The average of male pupae production from the IAEA-unit was 3.16 × 105, approximately 2.54 times higher than that of the Wol-unit (Table 3), while the space requirements for these two units is the same. The comparison between the Wol-unit and the IAEA-unit for the production of one million Ae. albopictus HC males per week is also shown in Additional file 1: Table S1. For a mosquito facility, it is the aim to maximize male production (pupae or adults) while minimizing space requirements, thereby improving the mass-rearing efficiency and reducing overall costs. With the sieve sorting method, Balestrino et al. [25] estimated that the IAEA larval rearing unit could produce 1.0 × 105 male pupae on average, however, by using the glass separator, our results show that male pupae production can be 2.16 times higher, which indicates the male production also greatly depends on the pupae sorting methods. Several factors, including the sex separation method, efficiency (separation time and reliability), larval diet and water temperature, could be used to explain this difference. The success of any large scale suppression program depends on the capacity of laboratory mass-reared and sterilized males to compete with wild males to mate with wild females [35]. The current study has indicated that HC males show equal mating competitiveness compared to wild type GUA males at a 1:1 release ratio in the large cages (Table 4), regardless whether they were produced in the Wol-unit or the IAEA-unit. Our results are consistent with our previous study that HC males reared in the laboratory at small scale are competitive compared to GUA males and are able to successfully mate with GUA females [20].
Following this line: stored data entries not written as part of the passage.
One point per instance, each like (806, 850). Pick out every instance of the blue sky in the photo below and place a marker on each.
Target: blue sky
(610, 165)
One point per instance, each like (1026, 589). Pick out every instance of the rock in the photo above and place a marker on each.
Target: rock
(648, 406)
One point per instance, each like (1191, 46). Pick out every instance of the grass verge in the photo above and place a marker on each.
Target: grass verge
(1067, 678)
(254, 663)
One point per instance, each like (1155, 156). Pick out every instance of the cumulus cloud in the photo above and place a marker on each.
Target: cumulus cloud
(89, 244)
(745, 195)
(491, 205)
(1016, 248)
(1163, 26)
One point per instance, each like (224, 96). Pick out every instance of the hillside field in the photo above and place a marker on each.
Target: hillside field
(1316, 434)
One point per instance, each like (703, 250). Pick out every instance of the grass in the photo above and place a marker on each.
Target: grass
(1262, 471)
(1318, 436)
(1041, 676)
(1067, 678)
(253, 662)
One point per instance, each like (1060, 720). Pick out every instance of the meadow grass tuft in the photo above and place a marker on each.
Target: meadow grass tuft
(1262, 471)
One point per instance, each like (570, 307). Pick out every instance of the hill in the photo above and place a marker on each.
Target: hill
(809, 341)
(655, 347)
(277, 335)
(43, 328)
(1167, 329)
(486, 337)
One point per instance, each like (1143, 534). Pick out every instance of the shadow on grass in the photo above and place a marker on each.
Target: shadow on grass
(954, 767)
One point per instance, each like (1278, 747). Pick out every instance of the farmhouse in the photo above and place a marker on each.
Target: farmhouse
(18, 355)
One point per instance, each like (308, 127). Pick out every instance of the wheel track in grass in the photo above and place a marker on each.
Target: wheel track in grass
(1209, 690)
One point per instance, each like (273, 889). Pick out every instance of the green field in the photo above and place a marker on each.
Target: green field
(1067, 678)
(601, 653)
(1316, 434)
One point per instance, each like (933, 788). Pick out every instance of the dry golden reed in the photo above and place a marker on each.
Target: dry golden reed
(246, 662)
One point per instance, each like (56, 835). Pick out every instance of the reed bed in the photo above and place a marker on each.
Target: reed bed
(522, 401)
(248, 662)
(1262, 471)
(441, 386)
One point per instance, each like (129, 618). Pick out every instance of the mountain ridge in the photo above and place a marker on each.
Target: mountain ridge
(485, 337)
Previous studies have found that the presence of Wolbachia wPip does not have a negative impact on the fitness of the artificially triple-infected HC strains regarding female fecundity and fertility, developmental speed and adult longevity when compared to the wild type Ae. albopictus [22]. Both the male production capacity (pupae and adults) and male mating competitiveness have a significant impact on the population suppression technique. The current study clearly indicates that the IAEA larval rearing unit shows high efficiency in terms of the production of males, and resulting high quality insects and is thus applicable for medium-sized mosquito facilities (Additional file 1: Table S1). To improve the male pupae production per larval rearing unit, Wolbaki has generated the second generation of larval rearing unit with two separated columns which can hold 100 trays in total and rear ~1.5 million larvae in less than 1 m2 space. Further studies will be performed to assess this new developed larval rearing unit to mass-rear Ae. albopictus in larval stages.

Conclusions

Two larvae rearing units were tested to assess their potential use to mass-rear the larval stages of Ae. albopictus in a standardized medium-scale mosquito facility for mosquito control strategies. We compared the effects of larval densities and tray size/position on larval survival, male pupae production, female pupae contamination and male mating competitiveness by using these two larvae rearing units. The results indicate that both the Wol-unit and IAEA-unit are suitable for mass-reared Ae. albopictus larvae. The IAEA-larvae mass-rearing unit is considered to be suitable for application in a medium sized mosquito facility due to its high male pupae production and minimal space requirements (Additional file 1: Table S1).